House GOP impeachment managers are sending articles of impeachment against Homeland Security Secretary Alejandro Mayorkas to the Senate on Tuesday, and Senate Republicans will be watching Majority Leader Chuck Schumer’s next move.

House Speaker Mike Johnson signed the articles Monday afternoon, The Hill reported.

Republicans worry that rather than holding a Senate trial on the matter, Schumer will table the articles by a razor-thin majority vote, according to Time magazine. Republicans plan to force votes to thwart Schumer’s ability to bypass a full trial.

Johnson delayed making the ceremonial trip to deliver impeachment articles last Wednesday at the request of GOP senators who wanted more time to build a case, Fox News reported.

What Republicans are saying about Mayorkas impeachment

Sen. Mike Lee, R-Utah, has been one of the most vocal Senate Republicans about Schumer’s actions on a Mayorkas impeachment trial. Lee approved of Johnson’s delay and posted on X, the site formerly known as Twitter, that Schumer’s actions would be “unprecedented” and “unjustified” if he tables the impeachment articles.
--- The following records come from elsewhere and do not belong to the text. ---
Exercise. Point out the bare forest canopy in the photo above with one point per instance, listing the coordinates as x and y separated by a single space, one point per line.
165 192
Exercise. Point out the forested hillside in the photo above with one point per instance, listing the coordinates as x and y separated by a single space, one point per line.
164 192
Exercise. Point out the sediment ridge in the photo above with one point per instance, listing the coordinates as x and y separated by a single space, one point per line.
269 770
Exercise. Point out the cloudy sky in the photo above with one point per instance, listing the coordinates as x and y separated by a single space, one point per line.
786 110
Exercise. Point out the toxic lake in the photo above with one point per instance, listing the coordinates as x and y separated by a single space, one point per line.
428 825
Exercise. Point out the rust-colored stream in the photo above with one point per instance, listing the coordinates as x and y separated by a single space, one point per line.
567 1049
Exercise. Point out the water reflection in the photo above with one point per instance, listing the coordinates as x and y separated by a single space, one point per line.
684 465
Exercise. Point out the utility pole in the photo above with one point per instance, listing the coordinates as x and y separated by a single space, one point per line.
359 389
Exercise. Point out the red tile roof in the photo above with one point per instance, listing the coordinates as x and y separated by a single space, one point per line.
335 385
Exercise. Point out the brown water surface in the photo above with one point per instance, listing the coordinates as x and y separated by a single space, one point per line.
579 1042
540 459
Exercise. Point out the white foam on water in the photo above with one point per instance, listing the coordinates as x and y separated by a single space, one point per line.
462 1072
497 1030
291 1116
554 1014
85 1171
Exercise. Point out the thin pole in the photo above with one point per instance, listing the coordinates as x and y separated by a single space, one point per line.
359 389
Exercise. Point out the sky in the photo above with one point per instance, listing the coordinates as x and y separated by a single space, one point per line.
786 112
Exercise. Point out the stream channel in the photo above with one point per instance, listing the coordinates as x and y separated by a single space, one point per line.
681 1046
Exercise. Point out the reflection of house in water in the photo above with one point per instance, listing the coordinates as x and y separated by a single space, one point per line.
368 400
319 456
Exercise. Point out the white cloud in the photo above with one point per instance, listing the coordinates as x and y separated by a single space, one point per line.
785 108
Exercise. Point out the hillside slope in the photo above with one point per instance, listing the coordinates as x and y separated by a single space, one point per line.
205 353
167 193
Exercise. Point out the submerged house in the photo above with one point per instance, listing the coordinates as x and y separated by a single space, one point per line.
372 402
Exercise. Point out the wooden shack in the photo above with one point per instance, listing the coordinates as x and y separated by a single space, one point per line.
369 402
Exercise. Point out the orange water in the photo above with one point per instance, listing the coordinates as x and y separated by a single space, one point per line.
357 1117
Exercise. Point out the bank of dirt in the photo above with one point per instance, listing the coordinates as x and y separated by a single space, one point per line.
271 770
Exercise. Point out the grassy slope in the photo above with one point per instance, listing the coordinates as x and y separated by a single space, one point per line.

Sen. Mike Lee pushes for Mayorkas’ impeachement trial, Sen. Mitt Romney hasn’t ruled out voting no

“The Senate should protect Americans and try Mayorkas,” Lee also posted on X. “Not the other way around.”

According to Time magazine, Republicans like Lee and Sen. Ted Cruz, R-Texas, said the first Senate impeachment against former President Donald Trump set a precedent for the legislative body to go forward with a trial.

In addition to Lee and Cruz, 42 other Senate Republicans have signed a letter to Schumer calling for a full Mayorkas impeachment trial. Five Republican senators didn’t sign the letter, including Utah Sen. Mitt Romney.

What’s next in Mayorkas impeachment?

Before impeachment articles are delivered to the Senate, Mayorkas will appear at a hearing before the House Homeland Security Committee, Fox News reported.

Senators could be sworn in as jurors Wednesday even though Schumer is expected to quickly try to dismiss the charges, according to The Hill. The impeachment articles accuse Mayorkas of breaching public trust, as well as a “willful and systematic refusal to comply with the law” related to immigration and border security.

Members of both parties in the Senate expect a procedural motion to dismiss or table the charges against Mayorkas to be offered by Democrats, Roll Call reported.

A 51-49 vote could approve a pretrial motion to dismiss impeachment, according to Ohio Capitol Journal.

The Associated Press laid out how Schumer could get to a 51-49 margin.

“Getting to 51 votes would require every single Democrat and the chamber’s three Independents to vote to dismiss, or potentially fewer if any Republicans join them,” the AP reported. “So far, no Democrats or Independents have expressed support for moving ahead with an impeachment trial.”

If the Senate did move to a trial, it might take weeks for impeachment managers and lawyers representing Mayorkas to make their cases, the AP reported. Senators would “be forced to sit in their sears for the duration.”

The issue of accountability on illegal border crossings is expected to be a top issue from now to the presidential election in November, according to Time magazine.

Critics of Mayorkas impeachment weigh in

Schumer has criticized House Republicans’ push for impeachment against Mayorkas, while vowing to move forward “expediently,” according to Fox News.

The charges Mayorkas faces amount to a policy disagreement, not crimes that would mean impeachment is necessary, Democrats have said, according to the AP.

The Hill called the impeachment approach “unusual,” while legal experts told Time magazine that the articles “are very weak, lack evidence of wrongdoing, and don’t rise to the standard set in the Constitution.”